A tentação nacional, até porque a esmagadora maioria dos adeptos continua a ser de um dos três grandes, leva à euforia fácil de se dizer que o futebol português está obviamente a crescer no contexto europeu. Porém, não será por mero espírito de contradição que nos propomos meter uma pedrinha de gelo (o que atendendo às alterações climáticas até será uma preciosidade) na imensa chama de entusiasmo da maioria.
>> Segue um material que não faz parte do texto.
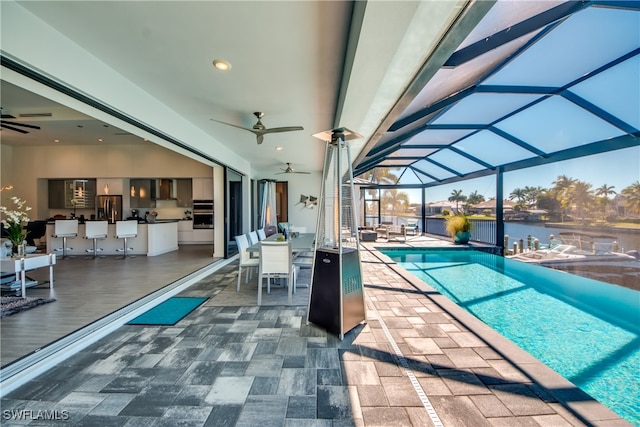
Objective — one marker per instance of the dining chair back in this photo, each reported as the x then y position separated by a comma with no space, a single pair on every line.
276,262
96,230
246,262
253,238
65,229
126,230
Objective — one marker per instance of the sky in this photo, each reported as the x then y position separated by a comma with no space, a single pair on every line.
618,168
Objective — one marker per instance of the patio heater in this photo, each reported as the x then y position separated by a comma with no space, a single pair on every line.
336,297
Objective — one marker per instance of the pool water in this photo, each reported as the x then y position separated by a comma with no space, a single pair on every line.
587,331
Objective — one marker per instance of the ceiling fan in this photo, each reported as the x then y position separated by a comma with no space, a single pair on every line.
289,169
12,125
259,130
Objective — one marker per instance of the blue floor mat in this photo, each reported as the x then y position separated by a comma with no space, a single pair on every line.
169,312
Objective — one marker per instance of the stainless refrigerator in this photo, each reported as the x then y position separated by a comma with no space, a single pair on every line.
109,208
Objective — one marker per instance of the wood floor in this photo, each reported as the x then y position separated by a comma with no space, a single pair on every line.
87,290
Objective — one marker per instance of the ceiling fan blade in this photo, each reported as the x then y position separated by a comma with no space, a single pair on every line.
235,126
6,126
282,129
4,122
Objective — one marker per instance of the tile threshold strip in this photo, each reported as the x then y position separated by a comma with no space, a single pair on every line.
403,361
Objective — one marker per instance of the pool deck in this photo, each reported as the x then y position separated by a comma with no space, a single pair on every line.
419,360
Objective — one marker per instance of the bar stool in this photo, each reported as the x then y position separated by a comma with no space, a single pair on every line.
126,230
65,229
96,230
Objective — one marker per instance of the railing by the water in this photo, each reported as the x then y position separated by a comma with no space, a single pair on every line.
482,230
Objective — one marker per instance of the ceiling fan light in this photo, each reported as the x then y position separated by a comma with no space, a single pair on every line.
221,65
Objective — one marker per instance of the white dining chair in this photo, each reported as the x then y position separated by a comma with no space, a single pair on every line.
65,229
276,262
246,261
253,238
126,230
96,230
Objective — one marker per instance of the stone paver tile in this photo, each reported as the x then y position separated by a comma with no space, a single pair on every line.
302,407
490,406
360,373
458,411
229,391
515,422
326,358
372,395
508,371
463,383
467,339
194,415
263,410
434,387
422,346
400,391
237,352
384,417
521,400
265,366
465,358
551,421
297,382
334,402
388,369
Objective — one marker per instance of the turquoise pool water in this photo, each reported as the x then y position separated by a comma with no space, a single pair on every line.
587,331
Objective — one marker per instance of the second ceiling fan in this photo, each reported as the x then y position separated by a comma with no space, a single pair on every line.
259,130
289,169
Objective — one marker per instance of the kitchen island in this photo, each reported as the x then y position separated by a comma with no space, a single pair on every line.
153,239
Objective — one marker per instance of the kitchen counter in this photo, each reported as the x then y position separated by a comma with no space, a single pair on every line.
153,239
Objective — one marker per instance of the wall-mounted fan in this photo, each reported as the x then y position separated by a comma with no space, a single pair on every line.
15,126
259,130
289,169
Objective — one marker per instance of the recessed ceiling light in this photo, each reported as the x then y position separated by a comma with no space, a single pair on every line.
221,65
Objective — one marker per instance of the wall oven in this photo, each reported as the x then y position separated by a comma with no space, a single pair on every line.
202,214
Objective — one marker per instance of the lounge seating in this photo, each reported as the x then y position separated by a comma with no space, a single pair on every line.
392,232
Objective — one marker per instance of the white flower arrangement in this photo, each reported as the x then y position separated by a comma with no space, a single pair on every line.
15,219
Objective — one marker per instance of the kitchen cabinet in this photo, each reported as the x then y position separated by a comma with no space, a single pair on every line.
110,186
185,232
64,193
202,188
141,193
203,236
184,197
56,194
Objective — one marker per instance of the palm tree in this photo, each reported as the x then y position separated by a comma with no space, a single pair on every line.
560,189
519,195
632,196
457,196
581,195
604,191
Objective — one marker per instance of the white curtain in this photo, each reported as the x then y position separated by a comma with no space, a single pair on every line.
268,206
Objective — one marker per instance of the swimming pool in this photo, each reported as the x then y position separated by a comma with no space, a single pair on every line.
587,331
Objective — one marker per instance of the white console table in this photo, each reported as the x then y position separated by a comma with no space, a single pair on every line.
20,266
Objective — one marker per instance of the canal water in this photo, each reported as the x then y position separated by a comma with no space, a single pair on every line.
516,230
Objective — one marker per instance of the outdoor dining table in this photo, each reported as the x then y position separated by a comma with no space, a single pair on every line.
303,242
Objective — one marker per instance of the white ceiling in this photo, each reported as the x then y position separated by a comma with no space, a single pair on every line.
289,60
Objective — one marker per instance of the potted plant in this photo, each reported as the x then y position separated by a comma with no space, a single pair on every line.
459,228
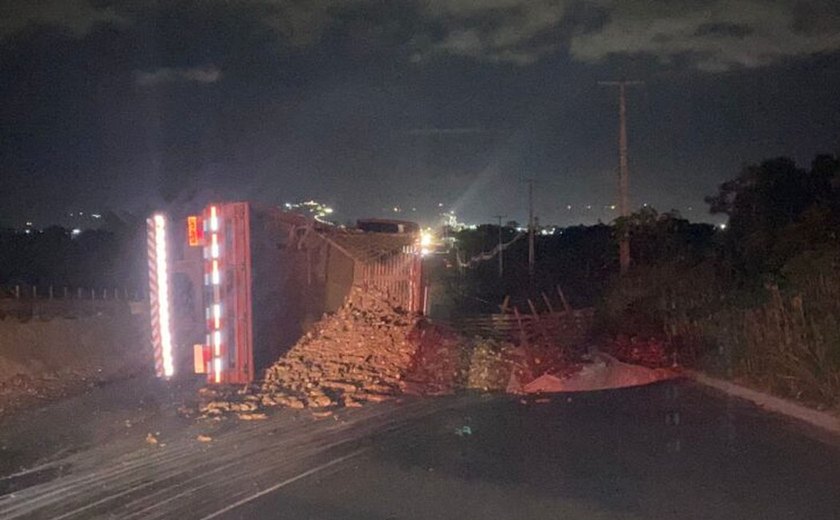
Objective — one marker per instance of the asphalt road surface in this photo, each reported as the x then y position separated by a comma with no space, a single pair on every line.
667,451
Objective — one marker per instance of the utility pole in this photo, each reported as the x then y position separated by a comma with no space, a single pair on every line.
531,228
623,168
501,259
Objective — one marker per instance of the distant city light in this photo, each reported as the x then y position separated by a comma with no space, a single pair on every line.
427,240
317,209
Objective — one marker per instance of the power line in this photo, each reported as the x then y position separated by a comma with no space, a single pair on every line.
623,167
501,256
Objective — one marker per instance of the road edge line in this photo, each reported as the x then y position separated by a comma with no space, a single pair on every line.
284,483
786,407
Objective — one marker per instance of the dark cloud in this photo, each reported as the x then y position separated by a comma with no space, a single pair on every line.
723,29
163,75
76,17
711,34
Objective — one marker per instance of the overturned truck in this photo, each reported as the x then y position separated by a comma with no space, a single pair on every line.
233,288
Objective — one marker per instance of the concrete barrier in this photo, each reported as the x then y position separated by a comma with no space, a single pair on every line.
101,345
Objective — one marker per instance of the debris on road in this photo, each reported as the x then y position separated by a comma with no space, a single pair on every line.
463,431
650,352
371,350
251,416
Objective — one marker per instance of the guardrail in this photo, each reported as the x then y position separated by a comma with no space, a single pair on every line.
27,302
51,292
O primeiro reparo é que sendo estimável e até louvável que Portugal possa apurar três clubes entre os melhores dezasseis da Europa, isso só terá um significado consistente se não se der o caso de estarmos num ano absolutamente excecional e que não se voltará a repetir tão cedo. Ou seja, nem a vulnerabilidade do futebol espanhol pode ser rigorosamente afirmada pela qualificação única do Real Madrid, nem a hipótese, ainda em aberto, de Portugal qualificar três clubes representaria qualquer tipo de garantia de que assim continuará a ser no futuro.
 

Benfica nos oitavos com 4-3 à Juventus


Mas, lamento dizer-vos, há mais razões para que a luta pela construção de um futebol nacional mais equilibrado, mais competitivo, mais sólido e com maior dimensão europeia deva continuar , porque, o caminho ainda é longo.
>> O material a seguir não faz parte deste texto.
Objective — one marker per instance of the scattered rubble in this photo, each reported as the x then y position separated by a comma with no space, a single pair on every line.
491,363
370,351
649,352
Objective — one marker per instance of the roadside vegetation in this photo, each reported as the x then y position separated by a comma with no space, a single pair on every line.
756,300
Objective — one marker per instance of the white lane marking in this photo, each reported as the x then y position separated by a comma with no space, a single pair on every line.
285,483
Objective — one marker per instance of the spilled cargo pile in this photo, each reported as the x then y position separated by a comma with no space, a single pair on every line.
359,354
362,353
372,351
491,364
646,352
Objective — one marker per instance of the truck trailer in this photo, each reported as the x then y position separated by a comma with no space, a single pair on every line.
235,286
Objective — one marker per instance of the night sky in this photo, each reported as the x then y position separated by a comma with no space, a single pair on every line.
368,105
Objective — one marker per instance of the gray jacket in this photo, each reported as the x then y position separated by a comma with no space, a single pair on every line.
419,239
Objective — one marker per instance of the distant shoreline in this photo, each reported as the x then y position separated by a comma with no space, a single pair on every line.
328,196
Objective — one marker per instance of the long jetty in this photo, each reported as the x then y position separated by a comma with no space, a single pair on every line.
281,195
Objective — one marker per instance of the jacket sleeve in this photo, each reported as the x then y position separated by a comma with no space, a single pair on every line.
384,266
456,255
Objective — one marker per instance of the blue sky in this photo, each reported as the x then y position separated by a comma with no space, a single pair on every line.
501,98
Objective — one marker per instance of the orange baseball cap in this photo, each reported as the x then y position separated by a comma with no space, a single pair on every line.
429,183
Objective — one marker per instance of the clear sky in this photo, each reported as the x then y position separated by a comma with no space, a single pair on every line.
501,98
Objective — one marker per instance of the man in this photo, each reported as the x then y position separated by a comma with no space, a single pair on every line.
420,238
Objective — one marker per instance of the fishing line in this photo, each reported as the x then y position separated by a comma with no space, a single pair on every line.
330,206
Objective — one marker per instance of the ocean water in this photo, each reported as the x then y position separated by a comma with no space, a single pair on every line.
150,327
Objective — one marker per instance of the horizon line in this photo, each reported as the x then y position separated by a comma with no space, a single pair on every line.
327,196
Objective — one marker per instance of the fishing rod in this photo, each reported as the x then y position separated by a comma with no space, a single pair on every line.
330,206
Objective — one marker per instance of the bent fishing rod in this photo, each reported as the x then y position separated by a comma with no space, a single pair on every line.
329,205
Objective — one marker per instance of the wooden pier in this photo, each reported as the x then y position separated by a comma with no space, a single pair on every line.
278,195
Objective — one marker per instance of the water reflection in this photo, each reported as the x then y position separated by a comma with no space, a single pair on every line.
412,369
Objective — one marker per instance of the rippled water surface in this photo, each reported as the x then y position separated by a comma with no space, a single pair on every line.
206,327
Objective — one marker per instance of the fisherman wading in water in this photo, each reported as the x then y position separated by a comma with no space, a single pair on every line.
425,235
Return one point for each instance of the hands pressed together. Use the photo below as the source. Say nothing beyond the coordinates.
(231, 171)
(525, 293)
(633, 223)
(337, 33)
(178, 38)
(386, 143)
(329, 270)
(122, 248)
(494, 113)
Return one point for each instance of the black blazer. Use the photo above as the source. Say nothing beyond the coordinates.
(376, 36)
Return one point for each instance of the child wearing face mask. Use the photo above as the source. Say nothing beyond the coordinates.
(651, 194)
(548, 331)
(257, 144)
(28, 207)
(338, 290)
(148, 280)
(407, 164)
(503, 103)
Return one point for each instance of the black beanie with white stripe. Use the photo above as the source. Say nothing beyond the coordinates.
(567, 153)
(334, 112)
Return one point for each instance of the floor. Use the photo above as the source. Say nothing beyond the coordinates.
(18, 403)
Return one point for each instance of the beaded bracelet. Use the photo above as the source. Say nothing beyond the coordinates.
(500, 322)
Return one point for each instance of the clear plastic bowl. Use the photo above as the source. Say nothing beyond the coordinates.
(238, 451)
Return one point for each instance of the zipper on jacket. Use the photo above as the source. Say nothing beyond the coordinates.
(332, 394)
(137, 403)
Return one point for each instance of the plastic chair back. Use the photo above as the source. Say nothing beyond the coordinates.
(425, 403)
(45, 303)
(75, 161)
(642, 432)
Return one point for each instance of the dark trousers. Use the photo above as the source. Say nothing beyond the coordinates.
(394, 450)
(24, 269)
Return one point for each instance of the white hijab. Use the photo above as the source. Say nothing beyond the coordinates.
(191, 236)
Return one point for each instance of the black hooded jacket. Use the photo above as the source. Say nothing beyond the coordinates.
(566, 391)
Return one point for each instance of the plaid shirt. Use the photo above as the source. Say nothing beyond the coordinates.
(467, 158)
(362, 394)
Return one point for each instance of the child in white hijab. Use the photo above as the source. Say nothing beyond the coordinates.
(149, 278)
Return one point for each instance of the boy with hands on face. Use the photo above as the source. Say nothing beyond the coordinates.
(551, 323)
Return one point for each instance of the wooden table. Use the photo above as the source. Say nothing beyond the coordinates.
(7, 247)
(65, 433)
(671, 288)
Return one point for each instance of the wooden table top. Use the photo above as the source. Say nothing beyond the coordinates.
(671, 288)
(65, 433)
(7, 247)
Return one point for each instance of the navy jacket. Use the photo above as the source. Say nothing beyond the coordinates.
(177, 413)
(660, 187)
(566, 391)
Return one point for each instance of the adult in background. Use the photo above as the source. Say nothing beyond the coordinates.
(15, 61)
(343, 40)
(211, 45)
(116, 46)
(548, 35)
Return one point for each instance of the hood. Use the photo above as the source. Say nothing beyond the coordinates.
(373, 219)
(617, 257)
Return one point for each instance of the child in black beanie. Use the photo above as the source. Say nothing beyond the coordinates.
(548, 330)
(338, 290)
Outro elemento fundamental  de medida de comparação com a média do futebol europeu é, precisamente, o nível internacional dos pequenos e médios clubes. Aí, como se sabe, em Portugal o SC Braga é uma abençoada exceção a uma apagada e vil tristeza, porque os clubes que habitualmente se qualificam para as competições europeias, quer sejam elas a Liga Europa quer seja a Liga Conferência, são como alguns dos nossos antigos atletas olímpicos que chegavam aos Jogos, deslumbrados com o que viam, e logo anunciavam que o importante no ideal olímpico era participar e não ganhar. Assim, os clubes nacionais ficam agradecidos por terem direito a uma viagem que os leve a passar a fronteira, chegar a um país diferente e anunciar a sua presença em campo com uma timidez própria de uma mentalidade complexada e, por isso, anticompetitiva. Tudo os transtorna. Desde os hábitos alimentares, aos ambientes nos estádios, à forma diferente como os árbitros se comportam e, sobretudo, a estilos e modelos de jogo com que não estão habituados a serem confrontados.
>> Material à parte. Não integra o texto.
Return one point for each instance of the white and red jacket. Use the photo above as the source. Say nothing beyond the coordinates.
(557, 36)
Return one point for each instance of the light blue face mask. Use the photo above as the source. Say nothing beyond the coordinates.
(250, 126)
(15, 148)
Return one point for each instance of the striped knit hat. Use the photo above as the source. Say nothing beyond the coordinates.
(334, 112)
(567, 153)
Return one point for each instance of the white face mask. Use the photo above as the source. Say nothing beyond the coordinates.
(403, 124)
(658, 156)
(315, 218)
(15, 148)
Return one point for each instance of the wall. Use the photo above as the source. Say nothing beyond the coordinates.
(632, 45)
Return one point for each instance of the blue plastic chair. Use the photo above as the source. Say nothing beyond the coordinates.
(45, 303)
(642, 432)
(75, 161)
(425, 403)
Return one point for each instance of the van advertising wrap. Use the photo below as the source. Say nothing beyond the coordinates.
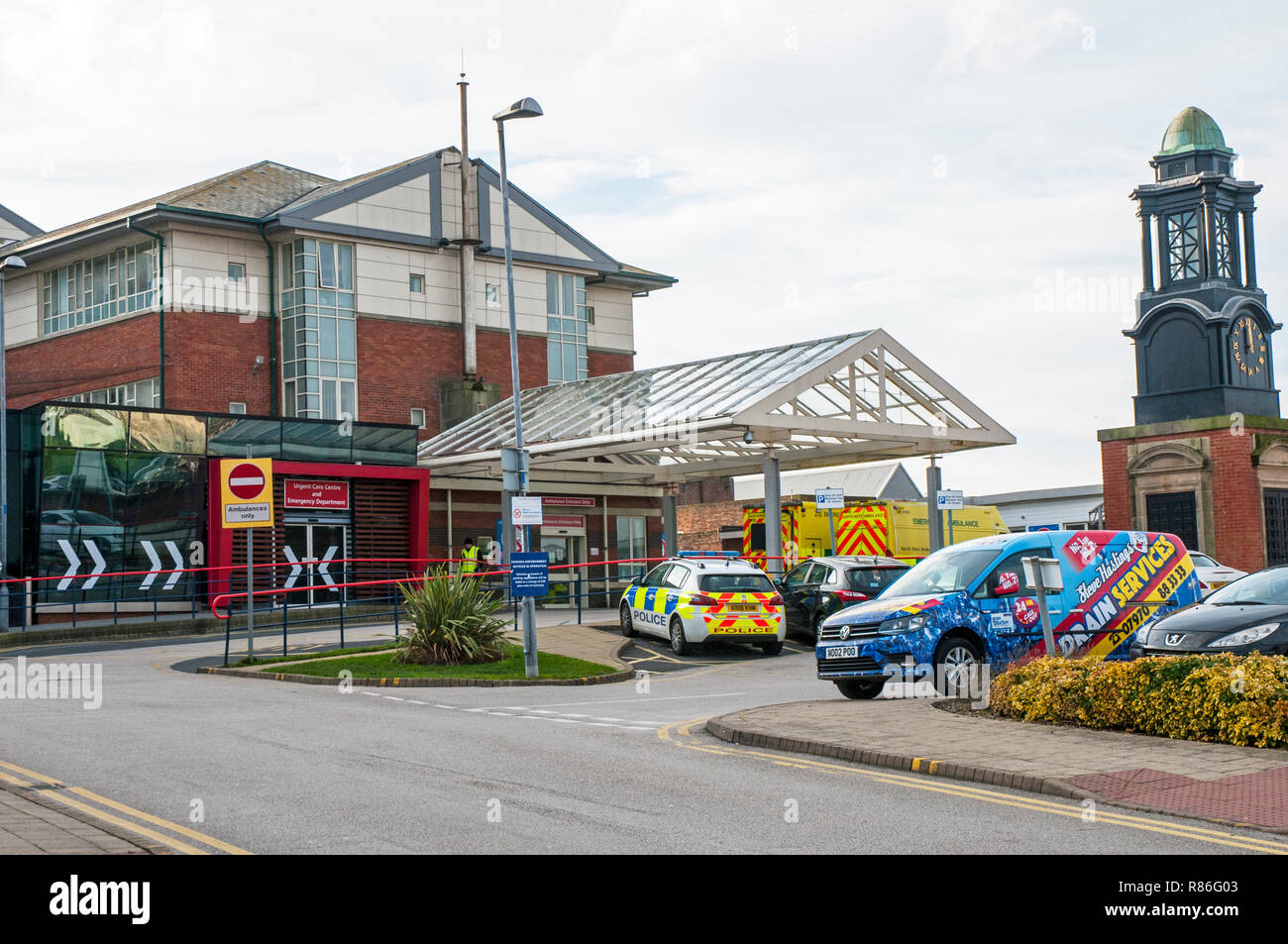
(974, 599)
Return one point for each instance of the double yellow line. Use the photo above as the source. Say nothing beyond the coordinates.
(117, 814)
(682, 736)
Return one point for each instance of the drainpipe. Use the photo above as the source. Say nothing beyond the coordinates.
(130, 224)
(271, 325)
(467, 244)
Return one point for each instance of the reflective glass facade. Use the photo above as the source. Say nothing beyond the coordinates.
(129, 488)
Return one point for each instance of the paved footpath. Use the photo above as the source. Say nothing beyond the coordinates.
(1215, 782)
(31, 827)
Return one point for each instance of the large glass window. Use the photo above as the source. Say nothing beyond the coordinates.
(320, 353)
(1183, 245)
(93, 290)
(140, 393)
(567, 316)
(630, 545)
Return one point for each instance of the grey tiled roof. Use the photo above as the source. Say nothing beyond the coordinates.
(252, 192)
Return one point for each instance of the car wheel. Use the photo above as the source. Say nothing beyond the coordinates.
(627, 626)
(861, 687)
(818, 625)
(956, 662)
(679, 644)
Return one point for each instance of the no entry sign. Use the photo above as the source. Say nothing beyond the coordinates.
(246, 480)
(246, 492)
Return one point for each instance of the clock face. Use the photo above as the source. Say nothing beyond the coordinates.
(1248, 346)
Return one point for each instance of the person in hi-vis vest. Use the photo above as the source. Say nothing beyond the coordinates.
(469, 557)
O futebol dos clubes médios e dos clubes pequenos precisam, até mais do que de dinheiro para comprar mais e melhores jogadores, de uma mentalidade competitiva sem complexos, que os leve a abandonar táticas defensivas que fazem de um jogo um género de defesa de um cofre de um banco e não conseguem ainda perceber que se pode defender melhor jogando no campo todo. «Falta pulmão para o podermos fazer», dirão alguns treinadores. Não é verdade. Todos lá fora têm pulmões iguais. O que falta é mentalidade, exigência regular diária e, pelo que parece, embora possa estar enganado, conhecimento das novas metedologias do treino que está longe de se esgotar na ultrapassada ideia da condição física e por isso precisa de novos especialistas e novas ciências de apoio. O que o treino de hoje exige é a sustentabilidade global e constante de um homem que é atleta de profissão.
 

DENTRO DA ÁREA – O REGRESSO FELIZ DE CRISTIANO 

Cristiano voltou, jogou e marcou. Pareceu aliviado e até feliz. A forma como festejou o golo mereceu celebração diferente, porque sentiu a necessidade de se reconciliar com os adeptos do United e seus admiradores. Virou-se para eles e apontou para o coração. Várias interpretações tem o coração. Pode ser paixão e pode ser perdão. Seja como for, talvez Cristiano tenha encontrado uma porta no labirinto em que se tinha metido. Agora é só preciso concentrar-se no essencial e preparar-se para o seu último campeonato do mundo. 
 

FORA DA ÁREA – FAÇA DIETA NA MESA E NA VIDA 

Os portugueses esquecem-se com facilidade que nem Portugal, nem o seu governo, mandam em tudo o que cá se passa. Para dizer a verdade, governam com o que têm, mais o que lhe dão e descontando o que lhe tiram, como qualquer cidadão anónimo. Em matéria de economia, então, seguimos o que Banco Central Europeu determina, que por sua vez segue, mesmo em diferentes contextos, os patrões da economia americana. A doença - já se sabe -  afeta os povos, por isso nos dizem, coma menos, faça dieta na mesa e na vida.